Boundaries in Relationships: Love Without Losing Yourself

Published 17 Sep 2025

For a long time, I thought love meant closeness — answering every call, being endlessly available, giving without pause. I believed that being a “good” partner or friend meant saying yes, understanding always, and never needing too much in return.

But over time, I began to notice a quiet truth beneath the surface: the more I tried to be everything for others, the further I drifted from myself. I wasn’t unloving; I was unanchored.

How I Learned What Love Without Boundaries Can Do

I remember times when I said “yes” even though every part of me wanted to say “no.” Times when I absorbed someone else’s pain as if it were my own. Times when silence felt safer than honesty.

It came from a good place — from wanting to be kind, supportive, available.

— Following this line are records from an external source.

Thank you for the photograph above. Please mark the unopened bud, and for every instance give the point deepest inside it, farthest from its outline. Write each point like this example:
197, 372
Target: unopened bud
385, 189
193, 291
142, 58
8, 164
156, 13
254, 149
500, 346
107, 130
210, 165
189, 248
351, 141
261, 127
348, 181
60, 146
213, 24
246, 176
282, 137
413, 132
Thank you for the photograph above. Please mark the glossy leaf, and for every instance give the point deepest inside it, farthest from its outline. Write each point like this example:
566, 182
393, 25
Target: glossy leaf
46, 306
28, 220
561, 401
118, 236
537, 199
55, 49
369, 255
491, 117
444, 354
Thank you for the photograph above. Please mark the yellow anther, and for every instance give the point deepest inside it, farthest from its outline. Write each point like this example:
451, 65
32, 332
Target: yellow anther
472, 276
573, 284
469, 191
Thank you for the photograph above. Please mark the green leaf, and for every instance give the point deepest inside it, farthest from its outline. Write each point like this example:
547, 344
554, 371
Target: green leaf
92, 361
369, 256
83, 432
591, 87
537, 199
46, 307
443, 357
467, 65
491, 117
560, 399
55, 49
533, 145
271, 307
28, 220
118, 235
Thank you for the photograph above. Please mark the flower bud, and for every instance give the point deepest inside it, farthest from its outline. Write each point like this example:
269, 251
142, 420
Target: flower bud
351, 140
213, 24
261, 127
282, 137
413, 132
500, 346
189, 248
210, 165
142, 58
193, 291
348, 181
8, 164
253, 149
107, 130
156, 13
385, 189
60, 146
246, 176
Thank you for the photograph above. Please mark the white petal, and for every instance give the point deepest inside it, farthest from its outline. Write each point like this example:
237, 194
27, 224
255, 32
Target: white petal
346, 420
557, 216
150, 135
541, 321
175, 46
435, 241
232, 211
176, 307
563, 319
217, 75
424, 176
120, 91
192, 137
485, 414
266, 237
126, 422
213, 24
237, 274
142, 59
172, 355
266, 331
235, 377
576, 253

But underneath it all was fear. Fear that setting limits would make me unlovable. Fear that space meant distance. Fear that if I chose myself, I’d lose the connection.

In truth, I was confusing love with merging.

The Turning Point

It took therapy — both as a client and as a therapist — to understand that boundaries aren’t about separation; they’re about safety. Not just safety from others, but safety with ourselves.

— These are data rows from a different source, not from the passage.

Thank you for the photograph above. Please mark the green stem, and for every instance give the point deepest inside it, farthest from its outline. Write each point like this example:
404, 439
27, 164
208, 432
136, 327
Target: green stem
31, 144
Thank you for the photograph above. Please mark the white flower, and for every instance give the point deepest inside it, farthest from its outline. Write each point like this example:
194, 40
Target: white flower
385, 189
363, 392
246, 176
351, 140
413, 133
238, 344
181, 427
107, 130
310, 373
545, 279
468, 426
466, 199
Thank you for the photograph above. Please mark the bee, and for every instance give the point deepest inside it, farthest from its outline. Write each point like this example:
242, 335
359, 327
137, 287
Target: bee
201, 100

I began to notice how my body would tense when I ignored my limits, how my chest would tighten when I agreed to something I didn’t have space for. The exhaustion that followed wasn’t just physical; it was emotional depletion — the cost of abandoning myself to maintain closeness.

Over time, I realized:

Love without boundaries isn’t love — it’s overextension. Real love doesn’t require self-erasure.

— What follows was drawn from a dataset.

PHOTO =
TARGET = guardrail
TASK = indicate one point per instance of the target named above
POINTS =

What Healthy Connection Feels Like

The most transformative relationships I’ve known — both personal and therapeutic — are the ones where both people have room to exist fully. Where honesty doesn’t threaten the bond, and space doesn’t mean rejection.

Healthy connection feels like exhaling.
- It’s when “no” is received with understanding, not withdrawal.
- It’s when both people can take responsibility for their emotions instead of carrying each other’s entirely.
- It’s when presence feels chosen, not obligated.

In those moments, love becomes something deeper — rooted not in need, but in respect.

What Boundaries Have Taught Me

Boundaries have taught me that:

  • Saying “no” can be an act of care, not cruelty.
  • Distance can deepen connection when it’s rooted in honesty.
  • Respecting my limits allows me to show up more fully when I am present.
  • The right people won’t be scared of your boundaries — they’ll feel safer because of them.

Most importantly, boundaries have taught me that loving others well begins with loving myself enough to stay whole in the process

A Closing Reflection

These days, I no longer see boundaries as lines that divide. I see them as the structure that allows love to stand.

Because love isn’t meant to consume you — it’s meant to expand you.

And when you learn to hold both connection and self-respect in the same breath, love becomes what it was always meant to be: a place where two people can meet, not merge.